Issue 33, 2016

Molybdenum carbide nanotubes: a novel multifunctional material for label-free electrochemical immunosensing

Abstract

Herein, a multifunctional nanoarchitecture has been developed by integrating well-crystalline molybdenum carbide (Mo2C) nanotubes and an electrochemical indicator – thionin (TH). The Mo2C nanotubes were synthesized through the self-degradable template method and high-temperature calcination, and their structure and morphology were characterized through scanning electron microscopy (SEM), X-ray diffraction (XRD) and transmission electron microscopy (TEM).
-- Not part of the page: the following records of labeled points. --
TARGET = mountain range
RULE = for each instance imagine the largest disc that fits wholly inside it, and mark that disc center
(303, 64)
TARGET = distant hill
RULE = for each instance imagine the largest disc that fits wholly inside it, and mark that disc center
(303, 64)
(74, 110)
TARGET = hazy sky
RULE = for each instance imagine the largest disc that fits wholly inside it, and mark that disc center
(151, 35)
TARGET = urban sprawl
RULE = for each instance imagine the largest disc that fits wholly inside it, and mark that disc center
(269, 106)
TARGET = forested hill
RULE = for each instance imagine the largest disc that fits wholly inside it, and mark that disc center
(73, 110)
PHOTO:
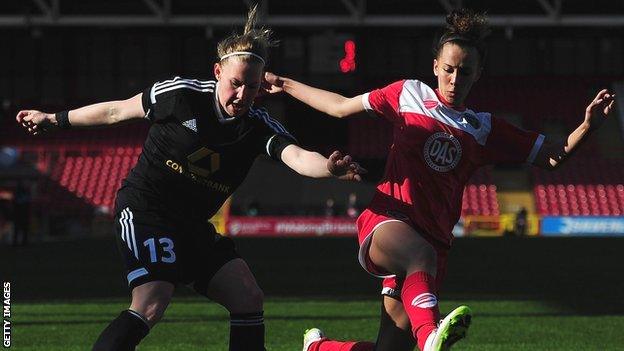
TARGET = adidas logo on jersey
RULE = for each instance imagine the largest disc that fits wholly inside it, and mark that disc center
(191, 124)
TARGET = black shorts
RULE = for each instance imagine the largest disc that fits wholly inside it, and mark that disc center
(159, 247)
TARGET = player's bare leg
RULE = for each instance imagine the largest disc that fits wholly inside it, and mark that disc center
(149, 302)
(236, 289)
(399, 249)
(394, 329)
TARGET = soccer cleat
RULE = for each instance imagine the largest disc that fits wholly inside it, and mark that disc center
(311, 336)
(450, 330)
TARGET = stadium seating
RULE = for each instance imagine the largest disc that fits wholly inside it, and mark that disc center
(585, 187)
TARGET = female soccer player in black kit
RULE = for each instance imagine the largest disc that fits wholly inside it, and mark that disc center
(204, 137)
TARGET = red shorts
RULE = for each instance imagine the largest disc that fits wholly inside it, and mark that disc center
(367, 223)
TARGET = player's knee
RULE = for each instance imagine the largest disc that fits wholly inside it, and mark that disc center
(152, 309)
(155, 311)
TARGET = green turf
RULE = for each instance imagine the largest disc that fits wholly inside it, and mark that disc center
(192, 324)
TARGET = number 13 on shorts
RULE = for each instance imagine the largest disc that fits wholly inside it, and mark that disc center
(166, 250)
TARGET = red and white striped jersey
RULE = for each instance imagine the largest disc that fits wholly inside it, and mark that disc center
(434, 152)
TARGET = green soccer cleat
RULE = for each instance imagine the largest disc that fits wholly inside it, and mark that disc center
(310, 336)
(450, 330)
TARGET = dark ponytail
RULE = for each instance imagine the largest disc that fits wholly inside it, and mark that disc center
(465, 28)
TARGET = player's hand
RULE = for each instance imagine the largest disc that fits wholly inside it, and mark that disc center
(272, 84)
(343, 167)
(599, 109)
(35, 122)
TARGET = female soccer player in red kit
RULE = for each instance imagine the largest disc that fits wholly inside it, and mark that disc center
(438, 143)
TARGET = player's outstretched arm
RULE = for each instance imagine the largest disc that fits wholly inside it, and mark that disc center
(325, 101)
(312, 164)
(101, 114)
(552, 155)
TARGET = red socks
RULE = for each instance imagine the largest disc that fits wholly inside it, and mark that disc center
(330, 345)
(421, 304)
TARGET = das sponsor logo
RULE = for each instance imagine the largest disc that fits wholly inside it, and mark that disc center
(442, 152)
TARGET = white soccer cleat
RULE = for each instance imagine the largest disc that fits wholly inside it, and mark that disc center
(311, 336)
(450, 330)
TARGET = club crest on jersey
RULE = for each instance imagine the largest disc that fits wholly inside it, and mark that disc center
(442, 152)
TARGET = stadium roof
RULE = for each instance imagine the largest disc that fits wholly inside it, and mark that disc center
(298, 13)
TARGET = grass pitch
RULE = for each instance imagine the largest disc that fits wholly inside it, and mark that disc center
(195, 324)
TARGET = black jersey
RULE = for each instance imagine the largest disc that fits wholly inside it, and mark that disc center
(195, 155)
Due to the high electrocatalytic properties, excellent conductivity and highly active surface area of Mo2C nanotubes, the Mo2C-based material was used as a nanocarrier to load TH molecules for the development of a label-free electrochemical immunosensor for α-fetoprotein (AFP) detection. The decorated TH probe on the Mo2C nanotubes not only acted as a bridging molecule to effectively capture and immobilize primary anti-AFP on the Mo2C nanotubes, but also acted as a signal indicator for the detection of AFP. The proposed immunosensor exhibited excellent selectivity (with a detection limit of 3 pg mL−1), high stability and good reproducibility by combining the unique structure and features of the Mo2C nanotubes. Furthermore, this sensing platform was finally used for the detection of AFP in human serum with satisfactory results. Therefore, the Mo2C nanotubes can be considered as a candidate carbon material for fabrication of simple, label-free and ultrasensitive electrochemical sensors, broadening the application of this material.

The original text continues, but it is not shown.